Now we can step in and begin to build up the model as following steps:
- Data spending
set.seed(2022)
gdpr_spl <- gdpr %>%
initial_split(strata = "price", prop = 0.8)
gdpr_train <- training(gdpr_spl)
gdpr_test <- testing(gdpr_spl)
gdpr_folds <- vfold_cv(gdpr_train, v = 20)
- Data engineering
gdpr_rec <- recipe(price ~ ., data = gdpr_train) %>%
update_role(id, new_role = "id") %>%
step_other(name, article_violated) %>%
step_date(date, features = c("year", "month")) %>%
step_rm(date) %>%
step_tokenize(type, summary) %>%
step_stopwords(type, summary) %>%
step_tokenfilter(type, max_tokens = 3) %>%
step_tokenfilter(summary, max_tokens = 5) %>%
step_tfidf(type, summary) %>%
step_dummy(all_nominal_predictors()) %>%
step_nzv(all_predictors()) %>%
step_log(price, base = 10)
- Model sepcification
We use LASSO to predict the price:
lasso_spec <- linear_reg(penalty = tune()) %>%
set_mode("regression") %>%
set_engine("glmnet")
- LASSO workflow
lasso_wf <- workflow() %>%
add_model(lasso_spec) %>%
add_recipe(gdpr_rec)
- Model Tuning
lasso_res <- lasso_wf %>%
tune_grid(
gdpr_folds,
grid = crossing(penalty = 10 ^ seq(-7, -0.1, 0.1)),
control = control_grid(save_pred = T,
save_workflow = T)
)
autoplot(lasso_res)
The R squared is surprisingly low, meaning that the model doesn’t explain the data variation well.

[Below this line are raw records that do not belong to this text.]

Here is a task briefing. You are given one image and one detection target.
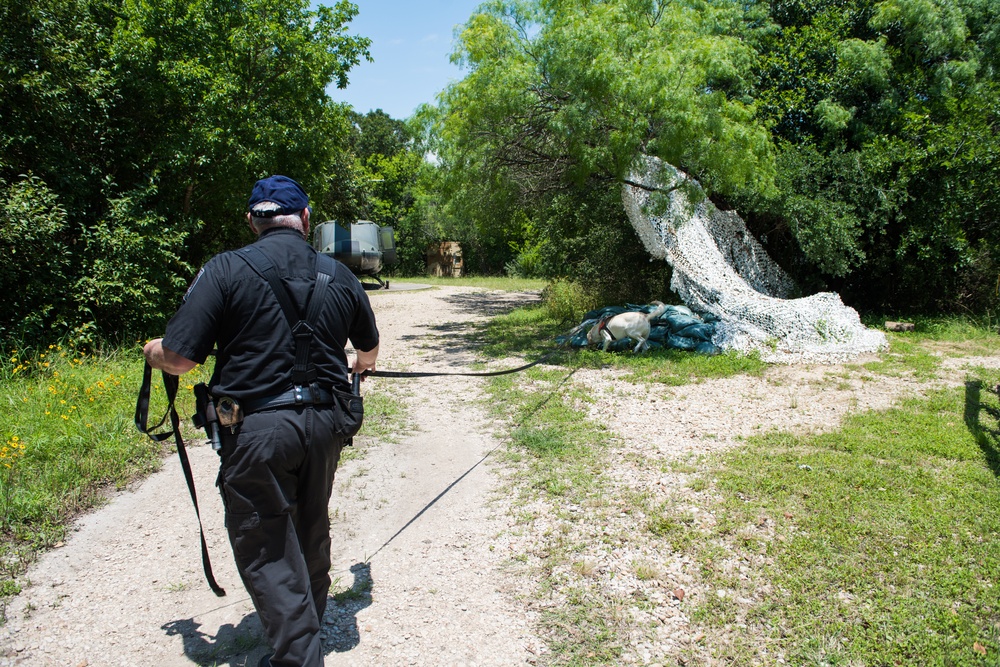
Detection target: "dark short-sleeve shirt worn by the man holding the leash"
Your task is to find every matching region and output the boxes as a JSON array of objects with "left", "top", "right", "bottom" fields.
[{"left": 163, "top": 227, "right": 379, "bottom": 399}]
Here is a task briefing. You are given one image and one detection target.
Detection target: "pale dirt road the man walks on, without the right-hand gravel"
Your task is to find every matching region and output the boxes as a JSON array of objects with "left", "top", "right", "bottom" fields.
[{"left": 0, "top": 287, "right": 541, "bottom": 667}]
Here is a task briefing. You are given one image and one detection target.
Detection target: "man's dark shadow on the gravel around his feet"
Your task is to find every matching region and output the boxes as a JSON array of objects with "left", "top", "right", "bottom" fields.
[{"left": 163, "top": 563, "right": 372, "bottom": 667}]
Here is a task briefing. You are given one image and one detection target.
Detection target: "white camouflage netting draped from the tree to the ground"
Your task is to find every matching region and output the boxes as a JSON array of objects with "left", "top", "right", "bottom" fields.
[{"left": 622, "top": 156, "right": 887, "bottom": 363}]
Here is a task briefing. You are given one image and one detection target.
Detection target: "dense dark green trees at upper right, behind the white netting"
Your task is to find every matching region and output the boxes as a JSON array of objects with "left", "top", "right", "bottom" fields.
[{"left": 737, "top": 0, "right": 1000, "bottom": 309}]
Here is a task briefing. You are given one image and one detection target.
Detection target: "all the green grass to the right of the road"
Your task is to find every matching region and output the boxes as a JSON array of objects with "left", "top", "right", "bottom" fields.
[{"left": 474, "top": 307, "right": 1000, "bottom": 666}]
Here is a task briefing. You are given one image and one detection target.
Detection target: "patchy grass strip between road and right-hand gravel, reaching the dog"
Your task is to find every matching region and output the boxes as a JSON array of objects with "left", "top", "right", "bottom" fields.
[{"left": 477, "top": 306, "right": 764, "bottom": 665}]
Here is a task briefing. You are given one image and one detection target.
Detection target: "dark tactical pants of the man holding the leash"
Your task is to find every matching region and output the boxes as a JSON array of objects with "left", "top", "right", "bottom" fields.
[{"left": 219, "top": 406, "right": 343, "bottom": 667}]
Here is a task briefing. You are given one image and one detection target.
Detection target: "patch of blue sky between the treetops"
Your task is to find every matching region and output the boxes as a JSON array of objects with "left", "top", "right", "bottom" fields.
[{"left": 328, "top": 0, "right": 482, "bottom": 119}]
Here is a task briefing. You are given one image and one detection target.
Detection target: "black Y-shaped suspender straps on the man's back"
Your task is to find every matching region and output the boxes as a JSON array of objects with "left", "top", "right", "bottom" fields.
[{"left": 236, "top": 245, "right": 337, "bottom": 386}]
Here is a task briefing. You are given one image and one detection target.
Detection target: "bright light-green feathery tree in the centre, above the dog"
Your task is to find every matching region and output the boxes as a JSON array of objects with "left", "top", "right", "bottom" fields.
[{"left": 428, "top": 0, "right": 774, "bottom": 292}]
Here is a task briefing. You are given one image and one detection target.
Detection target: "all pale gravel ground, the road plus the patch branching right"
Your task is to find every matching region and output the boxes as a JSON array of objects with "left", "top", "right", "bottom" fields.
[{"left": 0, "top": 287, "right": 1000, "bottom": 667}]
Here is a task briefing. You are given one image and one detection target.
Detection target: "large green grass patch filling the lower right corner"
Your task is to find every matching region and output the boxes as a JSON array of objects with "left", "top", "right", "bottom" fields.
[{"left": 693, "top": 371, "right": 1000, "bottom": 666}]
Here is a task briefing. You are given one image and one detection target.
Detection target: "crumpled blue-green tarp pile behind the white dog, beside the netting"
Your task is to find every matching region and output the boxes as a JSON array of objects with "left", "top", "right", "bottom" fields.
[{"left": 556, "top": 303, "right": 722, "bottom": 354}]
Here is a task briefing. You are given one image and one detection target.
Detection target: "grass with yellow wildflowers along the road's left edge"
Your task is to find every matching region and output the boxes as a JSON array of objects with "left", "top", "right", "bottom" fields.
[{"left": 0, "top": 346, "right": 166, "bottom": 595}]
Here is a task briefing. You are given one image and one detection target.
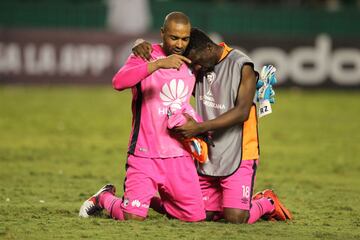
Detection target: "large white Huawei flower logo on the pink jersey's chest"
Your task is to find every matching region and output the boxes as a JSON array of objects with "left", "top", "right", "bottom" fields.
[{"left": 160, "top": 79, "right": 189, "bottom": 111}]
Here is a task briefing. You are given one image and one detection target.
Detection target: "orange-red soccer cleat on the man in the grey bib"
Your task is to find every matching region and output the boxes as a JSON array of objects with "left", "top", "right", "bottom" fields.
[{"left": 260, "top": 189, "right": 293, "bottom": 221}]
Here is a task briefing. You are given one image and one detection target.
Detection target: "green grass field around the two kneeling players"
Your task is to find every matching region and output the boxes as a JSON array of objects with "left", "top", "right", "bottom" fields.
[{"left": 0, "top": 86, "right": 360, "bottom": 240}]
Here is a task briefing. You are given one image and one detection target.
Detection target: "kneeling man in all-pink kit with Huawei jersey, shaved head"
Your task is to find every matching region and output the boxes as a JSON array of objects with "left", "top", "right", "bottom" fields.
[{"left": 79, "top": 12, "right": 205, "bottom": 222}]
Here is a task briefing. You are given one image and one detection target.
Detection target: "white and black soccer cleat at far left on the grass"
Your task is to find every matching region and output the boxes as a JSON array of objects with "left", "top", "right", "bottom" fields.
[{"left": 79, "top": 184, "right": 116, "bottom": 218}]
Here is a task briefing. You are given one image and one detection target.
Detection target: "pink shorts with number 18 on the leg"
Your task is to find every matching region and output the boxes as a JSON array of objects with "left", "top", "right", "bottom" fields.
[{"left": 199, "top": 160, "right": 258, "bottom": 211}]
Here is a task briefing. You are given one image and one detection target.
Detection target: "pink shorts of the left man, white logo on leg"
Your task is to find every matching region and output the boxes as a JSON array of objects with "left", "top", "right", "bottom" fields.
[{"left": 121, "top": 155, "right": 205, "bottom": 222}]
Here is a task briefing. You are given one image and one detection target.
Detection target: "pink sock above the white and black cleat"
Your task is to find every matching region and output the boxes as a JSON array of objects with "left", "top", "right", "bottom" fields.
[{"left": 99, "top": 192, "right": 124, "bottom": 220}]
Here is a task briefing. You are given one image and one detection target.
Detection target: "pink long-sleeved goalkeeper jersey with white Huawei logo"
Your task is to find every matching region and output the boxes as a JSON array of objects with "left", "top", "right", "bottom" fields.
[{"left": 113, "top": 44, "right": 195, "bottom": 158}]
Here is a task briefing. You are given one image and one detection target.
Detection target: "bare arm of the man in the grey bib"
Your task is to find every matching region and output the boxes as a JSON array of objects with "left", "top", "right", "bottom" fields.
[{"left": 174, "top": 65, "right": 256, "bottom": 138}]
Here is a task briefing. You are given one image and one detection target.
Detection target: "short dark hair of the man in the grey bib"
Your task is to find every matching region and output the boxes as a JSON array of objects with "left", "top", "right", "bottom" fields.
[{"left": 184, "top": 28, "right": 216, "bottom": 56}]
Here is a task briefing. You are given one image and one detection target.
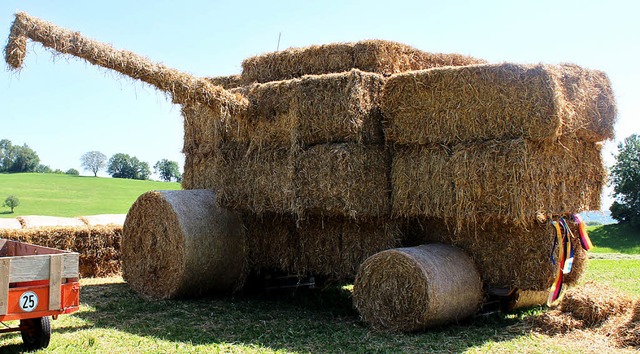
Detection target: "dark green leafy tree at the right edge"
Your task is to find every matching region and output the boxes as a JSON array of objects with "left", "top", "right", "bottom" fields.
[{"left": 609, "top": 134, "right": 640, "bottom": 228}]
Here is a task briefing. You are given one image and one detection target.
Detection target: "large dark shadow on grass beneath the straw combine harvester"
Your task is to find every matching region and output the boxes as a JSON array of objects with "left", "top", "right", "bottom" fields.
[{"left": 67, "top": 283, "right": 524, "bottom": 352}]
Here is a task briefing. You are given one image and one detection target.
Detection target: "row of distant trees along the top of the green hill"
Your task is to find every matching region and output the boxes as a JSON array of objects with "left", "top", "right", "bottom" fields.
[{"left": 0, "top": 139, "right": 182, "bottom": 182}]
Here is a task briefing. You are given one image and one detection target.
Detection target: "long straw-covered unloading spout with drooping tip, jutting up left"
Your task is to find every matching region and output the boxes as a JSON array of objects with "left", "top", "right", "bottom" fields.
[{"left": 4, "top": 12, "right": 248, "bottom": 114}]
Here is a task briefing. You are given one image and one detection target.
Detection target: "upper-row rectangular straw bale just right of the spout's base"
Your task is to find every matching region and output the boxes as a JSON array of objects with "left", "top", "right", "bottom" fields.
[{"left": 234, "top": 70, "right": 384, "bottom": 146}]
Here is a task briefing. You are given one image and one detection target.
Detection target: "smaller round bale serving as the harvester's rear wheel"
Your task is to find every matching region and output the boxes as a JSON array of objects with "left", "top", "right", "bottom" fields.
[{"left": 353, "top": 244, "right": 482, "bottom": 331}]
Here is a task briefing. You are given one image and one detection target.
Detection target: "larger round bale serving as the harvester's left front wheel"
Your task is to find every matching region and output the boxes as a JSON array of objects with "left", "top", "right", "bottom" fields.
[{"left": 122, "top": 190, "right": 246, "bottom": 299}]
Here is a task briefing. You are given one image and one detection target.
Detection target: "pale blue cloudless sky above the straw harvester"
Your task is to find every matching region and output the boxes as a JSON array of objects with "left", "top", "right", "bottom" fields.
[{"left": 0, "top": 0, "right": 640, "bottom": 207}]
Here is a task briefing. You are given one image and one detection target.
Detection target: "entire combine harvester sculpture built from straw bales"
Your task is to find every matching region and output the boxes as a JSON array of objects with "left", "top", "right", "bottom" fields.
[{"left": 5, "top": 13, "right": 616, "bottom": 331}]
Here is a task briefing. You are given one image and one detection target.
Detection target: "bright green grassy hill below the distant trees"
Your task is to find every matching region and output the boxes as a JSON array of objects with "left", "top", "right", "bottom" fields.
[{"left": 0, "top": 173, "right": 180, "bottom": 218}]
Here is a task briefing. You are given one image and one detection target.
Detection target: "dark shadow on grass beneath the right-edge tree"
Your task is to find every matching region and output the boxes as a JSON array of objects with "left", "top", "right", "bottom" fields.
[{"left": 589, "top": 224, "right": 640, "bottom": 254}]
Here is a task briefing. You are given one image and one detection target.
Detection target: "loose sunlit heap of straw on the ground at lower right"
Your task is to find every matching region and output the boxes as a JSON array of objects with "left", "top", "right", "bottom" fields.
[{"left": 560, "top": 281, "right": 633, "bottom": 326}]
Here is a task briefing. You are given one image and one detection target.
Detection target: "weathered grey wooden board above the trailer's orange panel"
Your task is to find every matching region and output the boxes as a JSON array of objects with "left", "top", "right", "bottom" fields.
[{"left": 9, "top": 253, "right": 80, "bottom": 283}]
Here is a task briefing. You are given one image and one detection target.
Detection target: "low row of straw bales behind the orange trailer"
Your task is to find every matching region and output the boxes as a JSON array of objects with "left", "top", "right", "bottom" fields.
[{"left": 0, "top": 225, "right": 122, "bottom": 277}]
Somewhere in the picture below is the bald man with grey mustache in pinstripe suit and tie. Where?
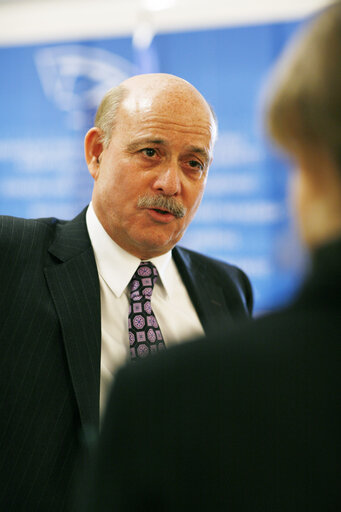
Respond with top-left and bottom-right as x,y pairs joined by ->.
0,74 -> 252,512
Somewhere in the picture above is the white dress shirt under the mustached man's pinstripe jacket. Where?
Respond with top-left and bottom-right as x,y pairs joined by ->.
86,203 -> 204,415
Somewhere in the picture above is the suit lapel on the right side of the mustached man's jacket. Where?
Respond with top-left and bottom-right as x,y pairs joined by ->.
173,247 -> 233,334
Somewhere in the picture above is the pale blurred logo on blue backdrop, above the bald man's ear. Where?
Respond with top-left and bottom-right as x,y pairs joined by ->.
35,45 -> 135,130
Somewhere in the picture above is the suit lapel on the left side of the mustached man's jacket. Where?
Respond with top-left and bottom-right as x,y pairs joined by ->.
44,211 -> 101,427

- Finalize the workflow and train the last time:
lasso_last_fit <- lasso_wf %>%
finalize_workflow(select_best(lasso_res, "rmse")) %>%
last_fit(gdpr_spl)
lasso_last_fit %>%
collect_metrics()
## # A tibble: 2 x 4
## .metric .estimator .estimate .config
## <chr> <chr> <dbl> <chr>
## 1 rmse standard 0.946 Preprocessor1_Model1
## 2 rsq standard 0.102 Preprocessor1_Model1
lasso_last_fit %>%
collect_predictions() %>%
ggplot(aes(price, .pred)) +
geom_point() +
geom_abline() +
labs(x = "price (log)",
y = ".pred (log)",
title = "Price VS Prediction")
As we can see, LASSO does not fit the data well, as the predictions are spread-out. Maybe because there is some outliers making the predictions difficult. But through this model training and testing process, some light is shed on how to use the tidymodels metapackage and textrecipes to make model prediction.